We spoke to Dr. Romina Rosen of Kaiser Permanente to get expert information on Alzheimer's, and how it affects not only the patient, but caregivers as well.
What are some of the early signs of this disease?
Early signs might be getting lost while driving, misplacing objects at home, doing things that you were able to do before that now take a bit longer. And Alzheimer’s is a type of dementia; Alzheimer’s being the most common one. It’s a slow, progressive disease that initially might not be recognized by others. But eventually it interferes with the instrumental activities of daily living and eventually the basic activities of daily living. So instrumental activities of daily living would be talking on the phone, paying your bills, getting around town, going to the market, grocery shopping and so forth. Whereas the basic activities of daily living would be dressing, bathing, going to the bathroom — those basic things that we take for granted. So eventually a person with Alzheimer’s dementia will need complete care.
And how early on does this start to take place before a physician can detect it?
At this point, we don’t have commercial blood tests that can detect Alzheimer’s disease, so there are ongoing studies, but they’re not available to the consumer yet. Usually, a person presents to the doctor or the assessing clinic because the family has noticed that there’s some issues whether it’s memory, or functional or declining social activities — something’s going on. So the doctor will do a screening test, usually a mini COG, which is a three step memory assessment [and] screening tool. If that is positive, then they can go ahead and do a mini mental status exam or a MOCA test — these are all different kinds of tests to do a deeper assessment as to whether this person is suffering from a memory impairment illness, whether it is Alzheimer’s, dementia or something else. And this takes time.

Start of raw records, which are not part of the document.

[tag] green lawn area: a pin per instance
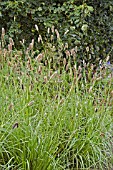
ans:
(53, 120)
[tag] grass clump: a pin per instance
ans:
(53, 115)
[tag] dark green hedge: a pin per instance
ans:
(89, 23)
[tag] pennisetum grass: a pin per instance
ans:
(54, 115)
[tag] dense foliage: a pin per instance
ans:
(86, 24)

It takes time because it takes time to assess the patient to see what’s going on functionally at home. And many times the evidence is such that we don’t know. You know, we know that there is maybe mild cognitive impairment where it doesn’t interfere with your daily function, but we don’t know if that’s going to progress. A mild cognitive impairment is someone that has definite memory problems on testing but is still able to function daily. And out of those, there is a large proportion that may progress to full on dementia. Often times we need to see the patient sequentially to see what’s going on, so it may not be diagnosed on the initial presentation. The patient may have the full assessment, be diagnosed with mild cognitive impairment – memory loss -- and then [the patient is] brought back six months later and tested again. And then you see a decline in function. Then, the diagnoses of dementia may be obtained. Sometimes you need imaging, so you need a CAT scan. Some people use PET scans, and if you go to some tertiary centers, they’re doing further testing – even lumbar punctures with testing. But we don’t do that on every patient that comes in.

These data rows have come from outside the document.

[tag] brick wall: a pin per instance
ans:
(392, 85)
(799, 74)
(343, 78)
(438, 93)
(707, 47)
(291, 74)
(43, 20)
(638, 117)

Is there a timeline or something one can reference to know how quickly it progresses? Because, for some people, it seems to get worse faster than for others.

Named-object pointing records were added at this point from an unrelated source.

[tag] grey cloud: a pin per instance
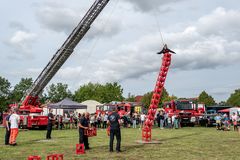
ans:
(149, 5)
(62, 19)
(18, 26)
(195, 50)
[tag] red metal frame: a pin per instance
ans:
(157, 93)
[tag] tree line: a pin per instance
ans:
(103, 93)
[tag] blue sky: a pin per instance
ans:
(122, 42)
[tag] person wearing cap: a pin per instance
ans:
(114, 122)
(14, 121)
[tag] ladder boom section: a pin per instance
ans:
(66, 49)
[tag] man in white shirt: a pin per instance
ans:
(14, 121)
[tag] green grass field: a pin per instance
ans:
(184, 143)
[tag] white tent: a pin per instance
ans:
(91, 105)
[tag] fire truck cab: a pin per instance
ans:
(186, 110)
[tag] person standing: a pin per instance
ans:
(8, 129)
(14, 121)
(84, 125)
(142, 118)
(105, 120)
(50, 124)
(114, 122)
(134, 120)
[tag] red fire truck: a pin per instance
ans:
(188, 111)
(30, 111)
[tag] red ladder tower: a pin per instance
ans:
(157, 93)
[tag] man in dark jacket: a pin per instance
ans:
(114, 122)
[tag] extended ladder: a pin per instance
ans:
(157, 93)
(64, 52)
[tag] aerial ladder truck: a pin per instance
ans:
(30, 111)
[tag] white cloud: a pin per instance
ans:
(149, 5)
(195, 50)
(22, 42)
(62, 19)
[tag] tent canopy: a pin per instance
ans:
(224, 110)
(67, 104)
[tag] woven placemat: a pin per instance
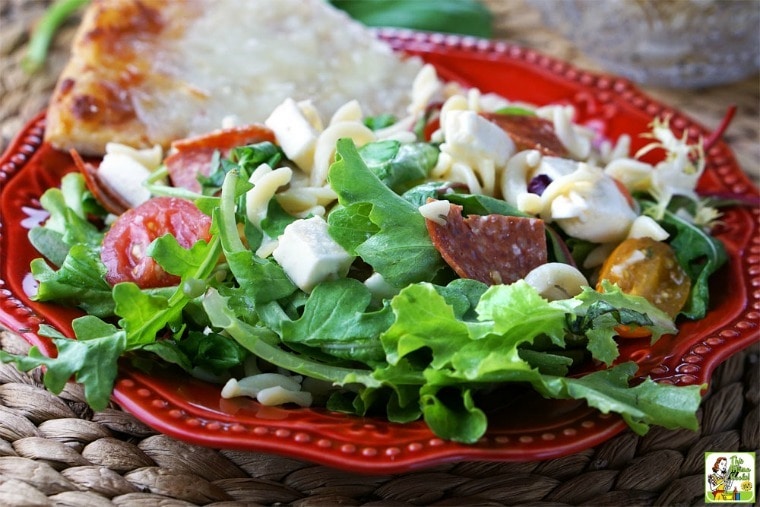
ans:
(54, 450)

Right. So, we’re talking about Alzheimer’s disease, which again, is a type of dementia that is slow progressive. But there are other types of dementia that may be more evident. For instance, there’s vascular dementia associated with strokes. So instead of being a slow progressive illness, every time someone has a stroke, they drop a notch. So that is associated with a vascular decline. Sometimes people that have Alzheimer’s dementia, they’ll seem to decline faster when there’s an associated recent infection or hospitalization because they’re more prone to getting delirious. So delirium is not necessarily a progression of dementia, but it is more likely to occur in dementia patients. And that’s seen when the alertness may change from one minute to the next. That’s due to infections, medications, lack of sleep and so forth. But that seems to subside with time and supportive therapy; whereas, dementia does not improve.
Is there any way to stop Alzheimer’s from progressing?
I mean, at this point we do have medicines that seem to slow it down. The average lifespan of a patient with Alzheimer’s dementia is about nine years from diagnosis. And the medications are split into some categories. You have something like Aero Step that is used for mild, moderate dementia, and we are using Namenda for moderate to severe dementia. But it does not reverse the effects of the illness, it prevents further decline. So these medications are only used for a bit of time, and then at some point when the decline is evident, people choose to stop these medicines because of the side effects.